Si! Massimo Amanati è materico.
Un materico che tuttavia trascende la materia stessa, senza camuffarla, se non colorarla.
Gli studi accademici degli anni sessanta, le esperienze di vita cercate in giro per il mondo, India anzitutto, l’hanno portato a confrontarsi, artisticamente, con un immaginario spaziale molto particolare, trovando nel cosmo quella spiritualità che sarà poi fonte di ispirazione per le sue opere.
Una spiritualità, la sua, espressa con una materia sospesa, del cui uso ne diverrà maestro.
Opere dai colori decisi che lasciano alla variabilità delle superfici l’effetto chiaroscuro, evidenziando una tridimensionalità non ricercata.
Le corniciature, le imprevedibili dimensioni, il sorprendente abbinamento dei materiali, è istinto puro.
Un istinto con cui è difficile scendere a compromessi e si vede!
In solitaria e preferibilmente all’aperto, così Massimo Amanati crea.

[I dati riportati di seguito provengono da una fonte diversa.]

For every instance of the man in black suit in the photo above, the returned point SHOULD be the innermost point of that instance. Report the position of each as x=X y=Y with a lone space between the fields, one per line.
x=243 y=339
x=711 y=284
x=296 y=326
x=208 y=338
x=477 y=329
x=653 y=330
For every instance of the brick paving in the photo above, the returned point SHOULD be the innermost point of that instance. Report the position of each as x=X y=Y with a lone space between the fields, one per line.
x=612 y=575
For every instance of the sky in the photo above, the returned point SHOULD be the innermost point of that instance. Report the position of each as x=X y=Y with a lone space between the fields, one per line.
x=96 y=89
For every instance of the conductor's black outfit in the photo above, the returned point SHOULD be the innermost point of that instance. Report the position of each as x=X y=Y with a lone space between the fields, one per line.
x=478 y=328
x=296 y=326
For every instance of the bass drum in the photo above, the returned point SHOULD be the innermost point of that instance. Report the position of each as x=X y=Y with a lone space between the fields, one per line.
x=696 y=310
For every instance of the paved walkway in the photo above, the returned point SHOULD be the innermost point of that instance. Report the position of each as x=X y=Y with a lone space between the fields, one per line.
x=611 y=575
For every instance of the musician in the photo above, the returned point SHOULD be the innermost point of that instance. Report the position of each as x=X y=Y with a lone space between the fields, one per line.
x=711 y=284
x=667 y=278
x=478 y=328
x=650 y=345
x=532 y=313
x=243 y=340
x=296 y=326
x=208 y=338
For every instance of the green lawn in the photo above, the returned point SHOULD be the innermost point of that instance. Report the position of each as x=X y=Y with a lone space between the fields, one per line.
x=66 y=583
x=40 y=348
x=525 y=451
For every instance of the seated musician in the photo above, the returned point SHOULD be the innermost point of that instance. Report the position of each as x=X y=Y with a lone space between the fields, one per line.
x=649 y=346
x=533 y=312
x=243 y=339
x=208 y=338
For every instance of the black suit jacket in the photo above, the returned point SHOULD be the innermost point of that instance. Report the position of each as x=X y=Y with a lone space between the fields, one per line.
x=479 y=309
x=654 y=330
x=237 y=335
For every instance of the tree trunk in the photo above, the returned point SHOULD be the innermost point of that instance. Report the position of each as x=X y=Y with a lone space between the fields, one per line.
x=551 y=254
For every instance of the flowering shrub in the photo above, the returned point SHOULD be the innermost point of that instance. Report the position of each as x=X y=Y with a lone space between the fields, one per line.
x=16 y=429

Non teme la pioggia, il vento, il sole cocente, perché gli appartengono.
Solitario, non certo eremita.
La solitudine gli è dentro mentre la mente, lo sguardo, viaggiano in un cosmo delle cui materie o, se preferiamo, materiali, trae profitto artistico.
Il carbone, gli aghi di pino, il sale, la carta manifesta (i manifesti rovinati al suolo), il legno e tanto altro, sono i tubetti per una tavolozza a cui attinge per incollare e comporre, come in un raccoglitore di … relitti cosmici.